If the government initiates the suit, others may not join. If the government has not brought suit, a relator may do so, but must give the government notice and afford it 60 days to decide whether to take over the litigation. If the government declines to intervene, a prevailing relator’s share of any recovery is capped at 30%; if the government intervenes, the caps are lower and depend upon the circumstances. Relators in patent and Indian protection qui tam cases are entitled to half of the recovery.

Not sure if qui tam consideration can or even remotely applies to the upside representations proffered in favor of the acquisitions, since as noted by one or more witnesses today much of the empirical (public) record is incomplete and inconsistent with respect to supporting or discounting the arguments that will or have been made to DOJ as they conduct their anti-trust investigation into the proposed acquisitions or mergers.
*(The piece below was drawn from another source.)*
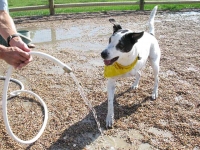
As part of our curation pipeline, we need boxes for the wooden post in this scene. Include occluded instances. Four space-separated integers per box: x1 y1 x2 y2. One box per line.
140 0 144 11
49 0 55 15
[Editor’s Note: Two examples of previous health insurance industry consolidations were noted, including Aetna’s 1999 acquisition of PruCare, and United Health Group’s acquisition of Sierra Health Services. I will post the submitted witness testimony once it becomes available online, including any current discussion ‘tea leaves’ of what and where the DOJ investigation may be headed in both transactions. If you have anything, please feel free to add in comments section.]

This Subcommittee hearing is rich with both fundamentals and nuance considerations of the Affordable Care Act and whether it’s many moving parts can indeed align to meet the legislative intent of its authors.